Summary of API Changes

PHP changes:

  • Introduces WP_Customize_Setting::validate(), WP_Customize_Setting::$validate_callback, and the customize_validate_{$setting_id} filter.
  • Introduces WP_Customize_Manager::validate_setting_values() to do validation (and sanitization) for the setting values supplied, returning a list of WP_Error instances for invalid settings.
  • Attempting to save settings that are invalid will result in the save being blocked entirely, with the errors being sent in the customize_save_response. Modifies WP_Customize_Manager::save() to check all settings for validity issues prior to calling their save methods.
  • Introduces WP_Customize_Setting::json() for parity with the other Customizer classes. This includes exporting of the type.
  • Modifies WP_Customize_Manager::post_value() to apply validate after sanitize, and if validation fails, to return the $default.
  • Introduces customize_save_validation_before action which fires right before the validation checks are made prior to saving.

JS changes:

  • Introduces wp.customize.Notification in JS which to represent WP_Error instances returned from the server when setting validation fails.
  • Introduces wp.customize.Setting.prototype.notifications.
  • Introduces wp.customize.Control.prototype.notifications, which are synced with a control’s settings’ notifications.
  • Introduces wp.customize.Control.prototype.renderNotifications() to re-render a control’s notifications in its notification area.
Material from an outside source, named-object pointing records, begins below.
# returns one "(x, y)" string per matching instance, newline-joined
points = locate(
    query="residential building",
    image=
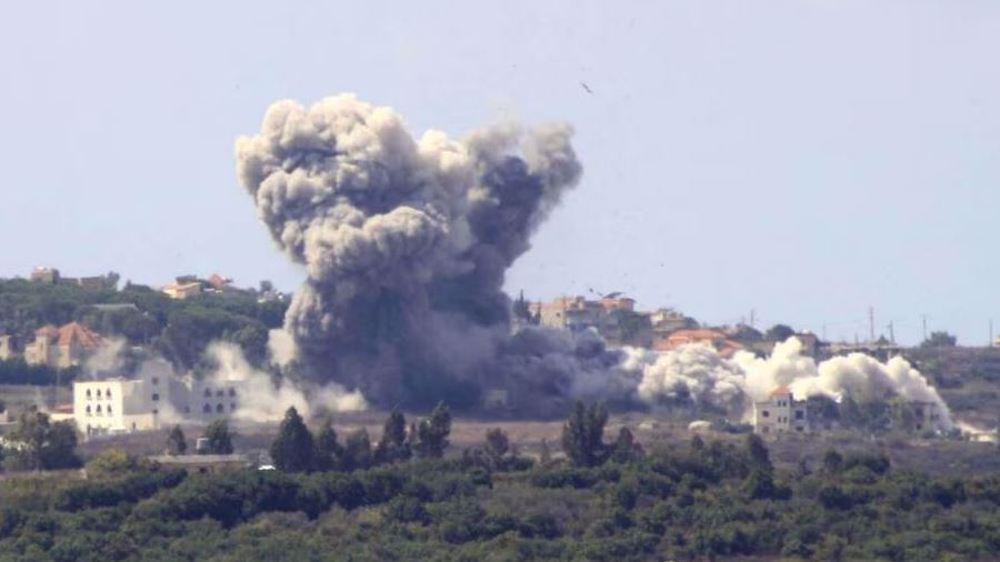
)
(780, 413)
(182, 289)
(63, 347)
(717, 339)
(144, 402)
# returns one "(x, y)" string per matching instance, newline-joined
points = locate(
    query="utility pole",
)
(871, 323)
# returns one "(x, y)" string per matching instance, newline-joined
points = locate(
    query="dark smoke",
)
(405, 243)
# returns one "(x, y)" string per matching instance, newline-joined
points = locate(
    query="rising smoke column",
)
(405, 241)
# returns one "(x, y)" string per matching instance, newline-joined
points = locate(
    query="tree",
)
(220, 439)
(497, 443)
(626, 448)
(293, 450)
(393, 446)
(939, 339)
(357, 451)
(43, 445)
(760, 457)
(329, 454)
(176, 444)
(779, 332)
(583, 435)
(432, 433)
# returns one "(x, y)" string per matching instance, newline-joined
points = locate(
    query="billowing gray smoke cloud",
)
(405, 243)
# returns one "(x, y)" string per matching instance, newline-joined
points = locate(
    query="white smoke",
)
(264, 399)
(698, 371)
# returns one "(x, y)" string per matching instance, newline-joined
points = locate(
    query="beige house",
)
(64, 347)
(780, 413)
(182, 290)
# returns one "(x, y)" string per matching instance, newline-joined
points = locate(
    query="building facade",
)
(151, 400)
(780, 413)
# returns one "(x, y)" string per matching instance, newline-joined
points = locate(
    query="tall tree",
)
(392, 446)
(357, 451)
(432, 433)
(176, 444)
(220, 439)
(329, 454)
(293, 449)
(583, 435)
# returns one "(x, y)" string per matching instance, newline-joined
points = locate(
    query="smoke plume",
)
(734, 384)
(404, 242)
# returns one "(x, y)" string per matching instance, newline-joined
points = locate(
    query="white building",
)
(151, 400)
(781, 413)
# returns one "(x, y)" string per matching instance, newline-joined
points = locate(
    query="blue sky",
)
(806, 159)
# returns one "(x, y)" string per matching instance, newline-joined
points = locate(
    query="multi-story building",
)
(780, 413)
(151, 399)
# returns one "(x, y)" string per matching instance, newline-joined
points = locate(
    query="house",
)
(63, 347)
(715, 338)
(143, 403)
(49, 275)
(780, 413)
(180, 290)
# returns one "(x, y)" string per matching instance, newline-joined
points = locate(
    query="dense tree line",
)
(610, 500)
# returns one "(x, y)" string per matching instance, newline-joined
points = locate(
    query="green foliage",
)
(293, 450)
(220, 439)
(432, 433)
(583, 435)
(41, 445)
(176, 444)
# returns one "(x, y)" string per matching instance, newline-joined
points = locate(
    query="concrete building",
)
(182, 290)
(150, 400)
(780, 413)
(715, 338)
(63, 347)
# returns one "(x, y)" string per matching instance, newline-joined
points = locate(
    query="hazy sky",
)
(804, 158)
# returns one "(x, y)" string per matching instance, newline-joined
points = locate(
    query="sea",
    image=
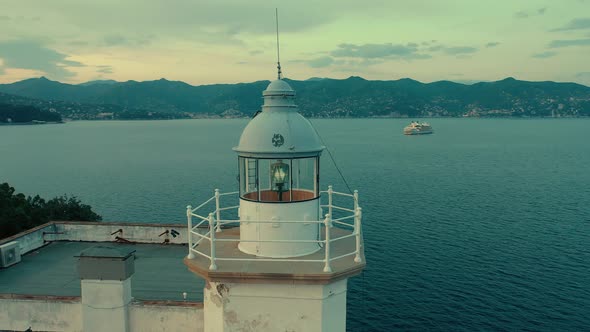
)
(482, 226)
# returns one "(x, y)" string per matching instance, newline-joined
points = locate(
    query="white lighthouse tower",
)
(285, 268)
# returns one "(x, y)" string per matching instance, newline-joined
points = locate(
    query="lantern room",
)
(278, 164)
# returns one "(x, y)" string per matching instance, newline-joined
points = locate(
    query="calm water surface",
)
(484, 225)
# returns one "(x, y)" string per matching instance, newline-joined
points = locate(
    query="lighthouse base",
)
(275, 307)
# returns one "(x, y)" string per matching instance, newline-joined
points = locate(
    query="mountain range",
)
(317, 97)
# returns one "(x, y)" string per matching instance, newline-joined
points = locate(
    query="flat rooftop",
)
(160, 273)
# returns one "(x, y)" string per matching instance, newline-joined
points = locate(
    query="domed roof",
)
(279, 131)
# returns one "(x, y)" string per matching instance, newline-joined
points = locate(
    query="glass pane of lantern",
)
(248, 180)
(304, 179)
(264, 174)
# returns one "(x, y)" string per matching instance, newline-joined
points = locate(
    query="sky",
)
(230, 41)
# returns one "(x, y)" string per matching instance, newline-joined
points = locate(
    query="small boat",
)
(418, 128)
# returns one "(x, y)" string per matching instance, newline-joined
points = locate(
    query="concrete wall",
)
(249, 307)
(40, 313)
(32, 238)
(50, 313)
(144, 316)
(97, 232)
(103, 232)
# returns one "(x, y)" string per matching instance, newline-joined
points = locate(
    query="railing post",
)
(213, 266)
(189, 219)
(330, 191)
(328, 224)
(357, 230)
(218, 213)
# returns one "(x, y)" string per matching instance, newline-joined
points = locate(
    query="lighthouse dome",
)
(279, 131)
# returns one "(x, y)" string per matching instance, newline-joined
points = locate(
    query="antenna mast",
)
(280, 73)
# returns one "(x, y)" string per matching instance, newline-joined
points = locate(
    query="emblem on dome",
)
(278, 140)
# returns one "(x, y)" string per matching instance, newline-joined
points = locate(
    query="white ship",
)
(418, 128)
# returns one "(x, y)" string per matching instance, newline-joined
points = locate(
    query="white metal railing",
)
(213, 223)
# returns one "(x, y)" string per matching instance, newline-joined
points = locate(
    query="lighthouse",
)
(283, 265)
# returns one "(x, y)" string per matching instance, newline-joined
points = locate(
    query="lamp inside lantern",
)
(280, 177)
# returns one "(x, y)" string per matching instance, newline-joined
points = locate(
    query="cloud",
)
(455, 50)
(29, 54)
(531, 13)
(575, 24)
(375, 51)
(544, 55)
(459, 50)
(569, 42)
(119, 40)
(320, 62)
(105, 69)
(583, 77)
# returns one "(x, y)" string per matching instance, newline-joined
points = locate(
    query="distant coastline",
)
(353, 97)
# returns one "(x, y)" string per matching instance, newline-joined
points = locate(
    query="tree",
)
(19, 213)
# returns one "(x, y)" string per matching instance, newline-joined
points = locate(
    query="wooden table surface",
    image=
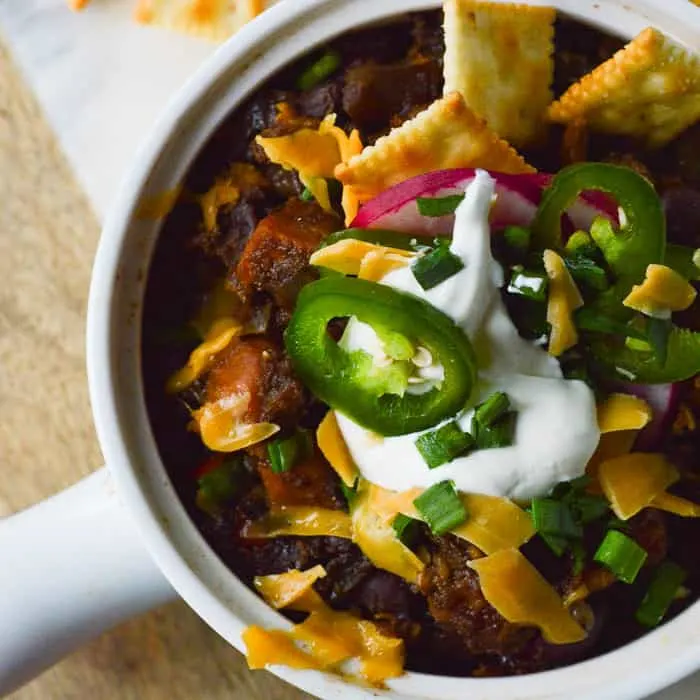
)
(48, 236)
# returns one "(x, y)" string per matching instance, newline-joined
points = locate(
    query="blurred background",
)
(63, 78)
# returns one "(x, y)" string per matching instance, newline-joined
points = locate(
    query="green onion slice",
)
(320, 70)
(218, 486)
(284, 453)
(659, 332)
(435, 267)
(495, 406)
(596, 322)
(662, 590)
(581, 243)
(499, 434)
(554, 518)
(350, 492)
(527, 283)
(444, 444)
(439, 206)
(441, 507)
(587, 272)
(622, 555)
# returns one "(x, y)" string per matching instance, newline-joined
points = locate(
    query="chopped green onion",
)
(662, 591)
(578, 555)
(498, 434)
(581, 243)
(320, 70)
(444, 444)
(638, 345)
(439, 206)
(517, 237)
(622, 555)
(435, 267)
(592, 320)
(284, 453)
(350, 492)
(588, 272)
(589, 507)
(406, 528)
(526, 283)
(441, 507)
(659, 330)
(219, 485)
(488, 412)
(556, 543)
(555, 518)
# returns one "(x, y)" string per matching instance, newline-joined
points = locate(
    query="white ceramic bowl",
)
(81, 562)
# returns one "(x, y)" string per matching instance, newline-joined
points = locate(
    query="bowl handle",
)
(71, 567)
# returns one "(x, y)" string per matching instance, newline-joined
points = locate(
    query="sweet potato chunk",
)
(312, 482)
(278, 252)
(256, 366)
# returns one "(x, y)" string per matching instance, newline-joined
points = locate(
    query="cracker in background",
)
(650, 89)
(499, 57)
(210, 19)
(446, 135)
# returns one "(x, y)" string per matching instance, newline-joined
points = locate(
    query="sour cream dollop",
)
(557, 429)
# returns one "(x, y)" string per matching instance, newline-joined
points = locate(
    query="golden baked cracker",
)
(446, 135)
(499, 57)
(210, 19)
(650, 89)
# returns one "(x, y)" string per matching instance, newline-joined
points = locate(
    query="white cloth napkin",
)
(102, 81)
(100, 78)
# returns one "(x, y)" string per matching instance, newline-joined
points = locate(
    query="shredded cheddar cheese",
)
(201, 358)
(275, 647)
(494, 524)
(564, 299)
(373, 534)
(522, 595)
(623, 412)
(314, 154)
(158, 206)
(662, 292)
(332, 444)
(611, 445)
(632, 481)
(352, 257)
(324, 641)
(303, 521)
(283, 590)
(222, 429)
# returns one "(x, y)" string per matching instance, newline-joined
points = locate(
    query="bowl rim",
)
(114, 369)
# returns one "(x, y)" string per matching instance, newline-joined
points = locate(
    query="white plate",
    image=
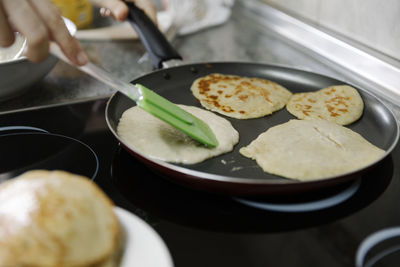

This is called automatically when the notifications collection changes.
  • Introduces wp.customize.settingConstructor, allowing custom setting types to be used in the same way that custom controls, panels, and sections can be made.
  • Injects a notification area into existing controls which is populated in response to the control’s notifications collection changing. A custom control can customize the placement of the notification area by overriding the new getNotificationsContainerElement method.
  • When a save fails due to setting invalidity, the invalidity errors will be added to the settings to then populate in the controls’ notification areas, and the first such invalid control will be focused.